Recently I had the opportunity to meet Max Leisten, market director at SciQuest via email. So I fired a few questions his way about SaaS and thought I would share his answers.  I don’t typically publish interviews, but I think SaaS is a very hot trend looking forward into the accelerated evolution of cloud computing and thought that Max did a great job of covering the bases.

1) What are the top three drivers of SaaS adoption?

One of the main drivers behind the push to the cloud and SaaS is financial – SaaS is a cost-effective alternative to on-premise solutions. Overall, SaaS solutions are less expensive to implement and maintain.

Another driver with SaaS products is that upgrades and new features are automatically pushed out to all users. As a result, users have access to rapid innovation almost in real-time. Unlike the traditional software model, customers do not have to purchase a new version every year to take advantage of new features and benefits. This process has also helped foster innovation – with SaaS providers offering more new features and upgrades more frequently.

The third top driver for SaaS is ease of use and adoption. SaaS providers offer customer support as well as routine updates. For example, at SciQuest we have a “buddy” system where each product development engineer is assigned a customer support representative who articulates the customer’s needs, concerns and goals throughout the entire process. We also provide our customers with feedback on the ways they can achieve more value from our system and make recommendations on existing features that they might not be using to their full potential.

2) Will the rise of private and public cloud operating models impact SaaS?

Overall, the emergence of the cloud and its increasing popularity benefits SaaS computing. There’s much greater awareness of the value of the SaaS model when compared to the traditional on-premise model. I believe that cloud computing and SaaS solutions have a symbiotic relationship.

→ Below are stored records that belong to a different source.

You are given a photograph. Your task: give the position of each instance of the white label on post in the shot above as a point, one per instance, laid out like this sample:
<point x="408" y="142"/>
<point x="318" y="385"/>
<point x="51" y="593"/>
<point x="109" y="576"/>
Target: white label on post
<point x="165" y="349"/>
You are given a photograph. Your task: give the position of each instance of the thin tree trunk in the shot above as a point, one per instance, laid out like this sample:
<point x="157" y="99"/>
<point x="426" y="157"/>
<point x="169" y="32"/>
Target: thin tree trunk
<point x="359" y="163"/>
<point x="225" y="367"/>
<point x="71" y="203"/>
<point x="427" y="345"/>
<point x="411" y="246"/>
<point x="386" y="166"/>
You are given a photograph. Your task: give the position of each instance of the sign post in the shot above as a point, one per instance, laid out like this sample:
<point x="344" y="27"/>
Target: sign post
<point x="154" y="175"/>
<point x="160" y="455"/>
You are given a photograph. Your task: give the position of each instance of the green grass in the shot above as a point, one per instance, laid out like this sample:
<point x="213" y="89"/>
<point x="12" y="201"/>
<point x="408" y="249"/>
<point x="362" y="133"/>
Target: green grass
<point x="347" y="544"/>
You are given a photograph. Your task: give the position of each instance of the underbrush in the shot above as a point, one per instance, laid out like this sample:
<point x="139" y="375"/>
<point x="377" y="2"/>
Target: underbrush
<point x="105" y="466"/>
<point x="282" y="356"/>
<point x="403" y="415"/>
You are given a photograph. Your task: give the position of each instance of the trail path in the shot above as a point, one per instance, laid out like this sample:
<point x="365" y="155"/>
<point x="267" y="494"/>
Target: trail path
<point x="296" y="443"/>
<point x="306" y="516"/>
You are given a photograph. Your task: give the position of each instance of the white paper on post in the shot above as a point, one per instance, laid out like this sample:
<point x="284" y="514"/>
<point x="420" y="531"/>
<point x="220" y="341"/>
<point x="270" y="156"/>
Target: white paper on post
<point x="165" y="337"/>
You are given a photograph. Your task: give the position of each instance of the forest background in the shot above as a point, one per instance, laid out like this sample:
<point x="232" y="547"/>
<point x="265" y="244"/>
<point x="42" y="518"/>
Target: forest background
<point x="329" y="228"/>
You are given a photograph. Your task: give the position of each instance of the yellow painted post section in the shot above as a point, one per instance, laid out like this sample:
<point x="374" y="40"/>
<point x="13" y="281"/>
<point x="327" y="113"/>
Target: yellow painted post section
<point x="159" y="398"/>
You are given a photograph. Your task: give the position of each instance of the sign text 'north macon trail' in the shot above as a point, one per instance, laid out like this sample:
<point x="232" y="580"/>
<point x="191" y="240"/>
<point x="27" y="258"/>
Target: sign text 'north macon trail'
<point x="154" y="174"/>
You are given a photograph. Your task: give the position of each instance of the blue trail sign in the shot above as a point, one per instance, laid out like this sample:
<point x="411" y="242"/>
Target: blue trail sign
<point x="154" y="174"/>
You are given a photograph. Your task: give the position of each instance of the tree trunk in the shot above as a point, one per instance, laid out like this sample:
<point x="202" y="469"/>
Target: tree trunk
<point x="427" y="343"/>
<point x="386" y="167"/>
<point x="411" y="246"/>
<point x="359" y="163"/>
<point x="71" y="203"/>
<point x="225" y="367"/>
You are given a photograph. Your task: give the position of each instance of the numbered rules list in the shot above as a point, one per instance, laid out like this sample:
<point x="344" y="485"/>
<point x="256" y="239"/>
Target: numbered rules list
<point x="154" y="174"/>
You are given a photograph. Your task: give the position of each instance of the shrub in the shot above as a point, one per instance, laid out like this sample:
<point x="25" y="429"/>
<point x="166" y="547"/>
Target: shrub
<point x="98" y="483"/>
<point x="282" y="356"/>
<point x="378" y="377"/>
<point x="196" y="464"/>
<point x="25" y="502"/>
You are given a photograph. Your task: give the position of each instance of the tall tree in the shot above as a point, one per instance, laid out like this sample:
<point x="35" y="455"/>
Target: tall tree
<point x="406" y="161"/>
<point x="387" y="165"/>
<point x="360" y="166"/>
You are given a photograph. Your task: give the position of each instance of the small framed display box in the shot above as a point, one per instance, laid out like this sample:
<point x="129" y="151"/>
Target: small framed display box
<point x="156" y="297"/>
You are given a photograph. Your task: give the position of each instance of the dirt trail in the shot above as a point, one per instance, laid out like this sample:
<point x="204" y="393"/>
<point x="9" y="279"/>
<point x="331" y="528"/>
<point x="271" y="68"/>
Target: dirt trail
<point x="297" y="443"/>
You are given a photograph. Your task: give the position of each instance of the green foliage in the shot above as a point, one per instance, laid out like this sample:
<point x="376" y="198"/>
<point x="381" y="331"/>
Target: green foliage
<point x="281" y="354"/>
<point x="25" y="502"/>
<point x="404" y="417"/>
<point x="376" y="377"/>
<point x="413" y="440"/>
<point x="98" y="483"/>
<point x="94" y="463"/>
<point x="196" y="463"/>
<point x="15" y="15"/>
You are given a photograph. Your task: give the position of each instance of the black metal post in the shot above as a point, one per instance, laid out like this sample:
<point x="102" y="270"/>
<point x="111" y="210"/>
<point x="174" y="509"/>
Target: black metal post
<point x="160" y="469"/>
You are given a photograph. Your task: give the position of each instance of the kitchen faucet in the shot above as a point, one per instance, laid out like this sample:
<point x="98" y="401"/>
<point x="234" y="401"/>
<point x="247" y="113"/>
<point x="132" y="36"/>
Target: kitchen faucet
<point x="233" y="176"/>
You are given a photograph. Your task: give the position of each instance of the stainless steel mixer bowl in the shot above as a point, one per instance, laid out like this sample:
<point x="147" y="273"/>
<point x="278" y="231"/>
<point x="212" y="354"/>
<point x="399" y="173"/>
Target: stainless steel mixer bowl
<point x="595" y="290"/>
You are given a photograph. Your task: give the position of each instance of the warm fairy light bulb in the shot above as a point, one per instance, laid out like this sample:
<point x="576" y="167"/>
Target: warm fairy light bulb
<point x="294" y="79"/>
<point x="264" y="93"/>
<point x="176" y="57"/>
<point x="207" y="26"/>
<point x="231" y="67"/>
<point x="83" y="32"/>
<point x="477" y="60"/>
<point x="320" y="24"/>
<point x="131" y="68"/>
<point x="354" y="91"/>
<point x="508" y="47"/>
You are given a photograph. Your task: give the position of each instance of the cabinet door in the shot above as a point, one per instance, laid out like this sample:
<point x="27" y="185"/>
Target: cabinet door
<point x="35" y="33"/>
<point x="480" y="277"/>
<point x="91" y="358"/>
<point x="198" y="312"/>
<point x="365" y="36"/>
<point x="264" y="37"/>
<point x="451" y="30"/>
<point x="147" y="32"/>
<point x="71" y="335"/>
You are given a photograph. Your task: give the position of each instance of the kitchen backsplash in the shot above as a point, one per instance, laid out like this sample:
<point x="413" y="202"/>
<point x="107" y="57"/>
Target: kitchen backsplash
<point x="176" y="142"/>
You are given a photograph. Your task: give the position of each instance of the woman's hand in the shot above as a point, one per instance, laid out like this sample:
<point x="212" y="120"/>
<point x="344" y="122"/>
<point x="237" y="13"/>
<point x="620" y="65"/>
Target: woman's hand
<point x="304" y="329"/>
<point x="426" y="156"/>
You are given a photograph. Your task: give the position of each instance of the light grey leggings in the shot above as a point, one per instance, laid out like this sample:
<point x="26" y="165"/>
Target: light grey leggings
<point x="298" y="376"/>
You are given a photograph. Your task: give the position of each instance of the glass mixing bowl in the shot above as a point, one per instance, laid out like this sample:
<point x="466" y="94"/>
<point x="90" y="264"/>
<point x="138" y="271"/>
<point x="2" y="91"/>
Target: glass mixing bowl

However, private cloud organizations still have to grapple with how they update their software, so you don’t have the benefits of automatic software updates that SaaS solutions provide. Public and private clouds, however, may be more economical than traditional software.

3) What do you see as the three biggest opportunities for SaaS looking forward five-ten years?

1. Mobile – I anticipate that there will be more mobile applications that are delivered through the cloud. More of us are using devices at work such as smart phones and tablets. Employees are expecting that they will have the same user experience on mobile devices and that they will be able to access work/enterprise applications from all of their devices. Areas that were previously considered sensitive such as contract management will move to the cloud and will be accessible from mobile devices. The last bastions of traditional, on-premise software are starting to break down.

2. The barriers to SaaS adoption are also beginning to erode with more solutions being offered via the cloud and as SaaS applications. However, in this environment, it’s critical to research your options before implementing a new technology. It’s more important than ever to know who you’re doing business with – their background and expertise – and whether the solutions will work in your existing IT environment. Which brings us to the third opportunity – integration.

3. Integration – The ability for systems to communicate and work in harmony is vital. Many organizations may have less IT staff available to help coordinate various programs and applications. Your partners and/or solutions providers may be tasked with implementing their solutions and ensuring that disparate systems can exchange information in a secure and timely manner.

4) Is enterprise IT in the process of moving from being hardware-centric to software-centric?  Why?

Absolutely. Here at SciQuest, we’re shifting to an almost exclusively software-support model using cloud-based services like Salesforce. As more organizations shift applications to the cloud and adopt SaaS-based solutions, IT’s role is also shifting away from hardware. Enterprises are looking to IT to help them gain a deeper understanding of cloud and SaaS-based applications. Today’s IT department is moving away from having to support hardware to helping its organizations make decisions about what solutions to purchase providing insights on whether various solutions support regulatory guidelines, meet certain security protocols and are compatible with other solutions.

Thanks Max for taking the time to exchange emails so that Archimedius readers can stay caught up with the ever-evolving cloud.